Tuesday, September 13, 2011

Insecure vs. secure paranoia

Peter Knight concludes his seminal Conspiracy Culture with a meditation on the post-Cold-War paradoxes which circulate around the idea that "everything is connected." Hardly an affirmation of the latter, Knight's account lists the multiple, seemingly hidden ways in which the globe really does seem to be interconnected--risk theory, ecology, systems theory, globalization--only to acknowledge that such interconnectedness exists only at a "deeper" level which cannot be narrated by Cold-War-era accounts of secret cabals, but towards which such accounts nevertheless point. While embedded in a range of 90s popular and theoretical cultures, Knight's argument nevertheless points to a compelling feature of contemporary conspiracy theories: that these express current amalgams of power in only allegorical or partial ways. I really like the way Knight frames cabal-type conspiracies as products of the Cold War; this fuels, certainly, my argument that the small room of conspiracy functions nostalgically. He characterizes the age as one of "insecure," or posthumanist paranoia, but points to the powerful pull that "secure" paranoia has in the present.

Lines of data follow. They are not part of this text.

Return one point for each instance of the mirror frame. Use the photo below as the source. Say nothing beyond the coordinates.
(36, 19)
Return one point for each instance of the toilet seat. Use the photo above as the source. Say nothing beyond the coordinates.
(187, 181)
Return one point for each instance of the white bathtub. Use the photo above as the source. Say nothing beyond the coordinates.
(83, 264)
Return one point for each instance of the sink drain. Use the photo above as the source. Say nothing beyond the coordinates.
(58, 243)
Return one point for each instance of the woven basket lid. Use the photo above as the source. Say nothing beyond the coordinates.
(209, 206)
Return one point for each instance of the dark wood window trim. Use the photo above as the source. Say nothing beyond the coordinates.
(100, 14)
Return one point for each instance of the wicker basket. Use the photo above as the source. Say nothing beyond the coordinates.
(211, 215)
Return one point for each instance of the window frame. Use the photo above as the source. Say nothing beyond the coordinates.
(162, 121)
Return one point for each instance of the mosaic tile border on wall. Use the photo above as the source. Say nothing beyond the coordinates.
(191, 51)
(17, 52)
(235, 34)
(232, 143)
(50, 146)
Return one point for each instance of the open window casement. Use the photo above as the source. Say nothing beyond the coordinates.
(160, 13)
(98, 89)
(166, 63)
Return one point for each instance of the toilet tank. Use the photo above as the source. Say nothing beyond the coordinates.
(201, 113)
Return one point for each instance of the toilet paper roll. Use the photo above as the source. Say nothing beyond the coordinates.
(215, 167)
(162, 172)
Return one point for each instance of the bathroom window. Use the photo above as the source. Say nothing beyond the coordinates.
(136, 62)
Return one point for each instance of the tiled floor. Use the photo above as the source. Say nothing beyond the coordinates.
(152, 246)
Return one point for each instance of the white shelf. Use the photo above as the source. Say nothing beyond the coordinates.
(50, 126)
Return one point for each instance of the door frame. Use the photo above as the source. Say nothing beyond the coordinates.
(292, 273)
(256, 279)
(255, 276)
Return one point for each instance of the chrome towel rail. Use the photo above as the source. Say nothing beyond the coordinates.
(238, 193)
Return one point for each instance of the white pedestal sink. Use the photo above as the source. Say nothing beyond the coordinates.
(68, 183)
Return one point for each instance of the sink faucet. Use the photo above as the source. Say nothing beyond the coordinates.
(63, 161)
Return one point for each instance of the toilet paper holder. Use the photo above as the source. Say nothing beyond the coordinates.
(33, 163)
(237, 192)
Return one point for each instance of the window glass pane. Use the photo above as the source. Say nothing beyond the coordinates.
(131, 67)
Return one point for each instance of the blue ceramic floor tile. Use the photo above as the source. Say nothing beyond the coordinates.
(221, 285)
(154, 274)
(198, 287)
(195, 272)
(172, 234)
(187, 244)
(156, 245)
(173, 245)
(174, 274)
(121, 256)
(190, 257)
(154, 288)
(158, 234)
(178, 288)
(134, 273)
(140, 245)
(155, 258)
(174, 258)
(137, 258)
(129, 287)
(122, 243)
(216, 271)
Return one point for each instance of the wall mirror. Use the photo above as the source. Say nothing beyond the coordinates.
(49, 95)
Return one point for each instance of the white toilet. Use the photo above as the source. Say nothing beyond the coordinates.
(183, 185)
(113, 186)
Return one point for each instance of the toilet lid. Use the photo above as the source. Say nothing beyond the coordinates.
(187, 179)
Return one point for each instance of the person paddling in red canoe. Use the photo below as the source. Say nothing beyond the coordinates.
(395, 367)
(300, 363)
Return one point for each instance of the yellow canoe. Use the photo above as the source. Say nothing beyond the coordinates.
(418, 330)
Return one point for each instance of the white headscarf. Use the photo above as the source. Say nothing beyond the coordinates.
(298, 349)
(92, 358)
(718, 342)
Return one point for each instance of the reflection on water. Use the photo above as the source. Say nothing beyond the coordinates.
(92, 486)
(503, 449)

Secure paranoias, insecure paranoias, space of places, space of flows. Surely it's not much of stretch to say that the cabals of the Cold War are tightly bound to the civic institutions that Castells figures as failed in the Network Society. The unsettling distances that Knight finds at work in DeLillo's Underworld are also characteristic of the distances between elites and people which lie at the core of Castells' account of the social organization of the Network Society: elites are cosmopolitan, people are local.

Still, though, something about gender and identity cuts through all this. On the one hand, the conspiracy theorist's nostalgia is akin to the militia and fundamentalist nostalgia that Castells figures in The Power of Identity; on the other, the gender imaginaries circulate more widely than the local.